Coronavirus: Lagos battles masks, sanitizer shortage amid price hike

Lagos battles masks, sanitiser shortage amid price hike

Face cover and hand sanitizers have become hot wares particularly in Nigeria's business city of Lagos. The super city this week recorded sub-Saharan Africa's first instance of the seething COVID-19 disease referred to famously as coronavirus.

An Italian who showed up in the nation aboard a Turkish Airlines flight was the patient who has since been isolated as authorities work to follow every single imaginable contact.

The privately-owned Cable paper detailed that numerous drug stores in Lagos had inflated the costs of the wares or reported having come up short on stock. Numerous individuals have just begun wearing face veils and utilizing sanitizers effectively.

Various occupants accused the drug stores from trying to profiteer from the circumstance by faking shortage of stock. Then again, a few drug specialists are insisting that stocks have run out as a result of a spike sought after beginning Friday.

Be that as it may, the Cable referred to a medical doctor in its report who said there was no need for individuals to crave for these wares. He said the response was anyway not out of the ordinary.

As indicated by Olusegun Bankole, of Alimosho General Hospital in Lagos, the individuals who have been affirmed to be contaminated with the infection just as well as those close to such people ought to be the ones using face masks, not the whole populace.

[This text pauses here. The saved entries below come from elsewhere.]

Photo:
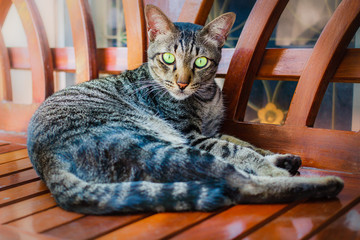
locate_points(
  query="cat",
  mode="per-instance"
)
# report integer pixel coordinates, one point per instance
(148, 139)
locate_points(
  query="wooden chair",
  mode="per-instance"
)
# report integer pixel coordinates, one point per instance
(27, 209)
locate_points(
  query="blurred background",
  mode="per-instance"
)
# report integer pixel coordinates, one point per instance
(299, 27)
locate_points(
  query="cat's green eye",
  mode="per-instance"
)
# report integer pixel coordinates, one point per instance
(201, 62)
(168, 58)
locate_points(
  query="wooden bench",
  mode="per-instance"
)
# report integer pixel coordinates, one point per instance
(27, 209)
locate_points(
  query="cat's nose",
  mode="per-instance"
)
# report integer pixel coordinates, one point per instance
(181, 85)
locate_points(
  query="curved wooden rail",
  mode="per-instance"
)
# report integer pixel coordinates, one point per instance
(40, 54)
(321, 67)
(5, 80)
(84, 40)
(249, 51)
(195, 11)
(135, 32)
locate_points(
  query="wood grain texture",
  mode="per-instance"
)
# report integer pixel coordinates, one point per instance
(18, 179)
(16, 117)
(300, 221)
(39, 51)
(15, 166)
(167, 222)
(277, 64)
(5, 80)
(12, 156)
(195, 11)
(84, 40)
(10, 148)
(325, 58)
(135, 32)
(248, 53)
(22, 192)
(320, 148)
(348, 223)
(45, 220)
(92, 226)
(11, 233)
(26, 208)
(233, 222)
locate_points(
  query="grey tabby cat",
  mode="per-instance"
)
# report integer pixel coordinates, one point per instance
(147, 140)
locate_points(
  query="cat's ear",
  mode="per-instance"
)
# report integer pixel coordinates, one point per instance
(157, 22)
(218, 29)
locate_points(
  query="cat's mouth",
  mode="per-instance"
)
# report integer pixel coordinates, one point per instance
(180, 94)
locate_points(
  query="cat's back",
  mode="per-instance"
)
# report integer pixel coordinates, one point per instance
(89, 105)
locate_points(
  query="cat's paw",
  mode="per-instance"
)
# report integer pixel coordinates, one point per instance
(271, 171)
(289, 162)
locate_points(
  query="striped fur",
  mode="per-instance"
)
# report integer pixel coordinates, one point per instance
(136, 142)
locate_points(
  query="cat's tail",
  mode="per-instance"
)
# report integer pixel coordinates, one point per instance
(74, 194)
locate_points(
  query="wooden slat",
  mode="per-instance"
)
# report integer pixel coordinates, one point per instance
(172, 9)
(249, 51)
(308, 215)
(84, 40)
(11, 233)
(16, 179)
(22, 192)
(157, 226)
(15, 166)
(45, 220)
(112, 60)
(13, 138)
(10, 148)
(12, 156)
(277, 64)
(234, 221)
(325, 58)
(320, 148)
(5, 80)
(135, 32)
(4, 9)
(16, 117)
(195, 11)
(92, 226)
(26, 208)
(40, 54)
(346, 227)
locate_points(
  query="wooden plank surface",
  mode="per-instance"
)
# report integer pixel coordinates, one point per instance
(22, 192)
(15, 166)
(17, 179)
(12, 156)
(169, 223)
(45, 220)
(92, 226)
(10, 148)
(301, 220)
(26, 206)
(349, 223)
(277, 64)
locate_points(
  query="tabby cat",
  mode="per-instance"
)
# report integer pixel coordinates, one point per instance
(147, 140)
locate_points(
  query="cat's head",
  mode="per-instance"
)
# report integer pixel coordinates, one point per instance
(183, 57)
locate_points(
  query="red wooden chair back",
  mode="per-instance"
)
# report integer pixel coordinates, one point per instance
(327, 61)
(84, 58)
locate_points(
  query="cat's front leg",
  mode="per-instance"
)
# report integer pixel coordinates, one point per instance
(289, 162)
(241, 157)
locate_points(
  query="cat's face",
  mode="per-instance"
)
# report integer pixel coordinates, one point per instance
(183, 57)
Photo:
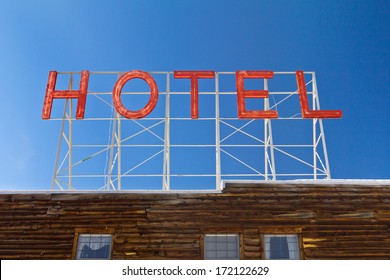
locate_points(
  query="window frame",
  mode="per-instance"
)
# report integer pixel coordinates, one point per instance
(91, 231)
(238, 238)
(285, 234)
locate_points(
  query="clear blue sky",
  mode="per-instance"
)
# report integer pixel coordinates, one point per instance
(347, 44)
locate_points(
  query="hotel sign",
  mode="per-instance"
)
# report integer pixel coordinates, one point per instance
(193, 76)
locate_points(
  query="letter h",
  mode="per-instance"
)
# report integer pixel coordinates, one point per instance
(80, 94)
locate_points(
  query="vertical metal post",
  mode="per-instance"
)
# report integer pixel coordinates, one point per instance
(119, 151)
(217, 137)
(70, 135)
(322, 133)
(166, 167)
(54, 181)
(314, 97)
(269, 158)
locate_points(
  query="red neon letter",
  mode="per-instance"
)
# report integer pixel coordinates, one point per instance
(242, 94)
(116, 94)
(194, 76)
(306, 112)
(51, 93)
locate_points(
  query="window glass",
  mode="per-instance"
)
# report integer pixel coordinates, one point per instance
(94, 246)
(281, 246)
(221, 247)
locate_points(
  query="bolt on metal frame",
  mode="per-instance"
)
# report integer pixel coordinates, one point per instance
(64, 165)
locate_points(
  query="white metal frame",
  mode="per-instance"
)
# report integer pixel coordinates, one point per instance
(117, 168)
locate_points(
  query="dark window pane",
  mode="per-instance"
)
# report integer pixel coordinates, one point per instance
(279, 248)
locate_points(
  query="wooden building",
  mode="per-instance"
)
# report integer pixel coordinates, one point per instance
(258, 220)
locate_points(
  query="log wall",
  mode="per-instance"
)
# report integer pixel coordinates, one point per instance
(332, 221)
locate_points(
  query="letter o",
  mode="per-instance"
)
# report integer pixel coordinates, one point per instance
(116, 95)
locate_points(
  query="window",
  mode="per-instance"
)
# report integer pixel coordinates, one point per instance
(221, 247)
(281, 246)
(93, 246)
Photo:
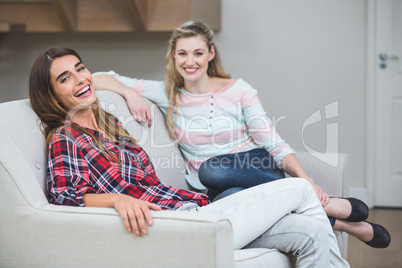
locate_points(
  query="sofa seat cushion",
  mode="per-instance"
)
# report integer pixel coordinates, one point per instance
(259, 257)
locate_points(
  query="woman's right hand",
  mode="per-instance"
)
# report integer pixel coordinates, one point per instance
(136, 213)
(139, 109)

“I think we need more enlightenment. We have an index case in Nigeria but it hasn’t gotten to the stage where everybody needs to start wearing face masks all over the place. I think the people need to be more educated about the issue,” he told TheCable.

“It is people who have respiratory tract infections or who have been confirmed to have the virus that need face masks so as to prevent the spread to people around them. Those taking care of such people or staying close to them also need to wear face masks like to prevent the virus from getting into their respiratory system. But for the rest of us (Nigerians), I don’t think it is necessary.

“It hasn’t gotten to that stage in Nigeria, so this is just a panic buying. If you go to pharmaceuticals these days, you won’t even see sanitsers anymore and even where they are available, they are very expensive.

“It’s like a case of demand and supply in economics, when there is a sudden stampede or demand for a product or service, like we have for face masks now, naturally, some people will cash in on that and start making business out of it,” he stressed.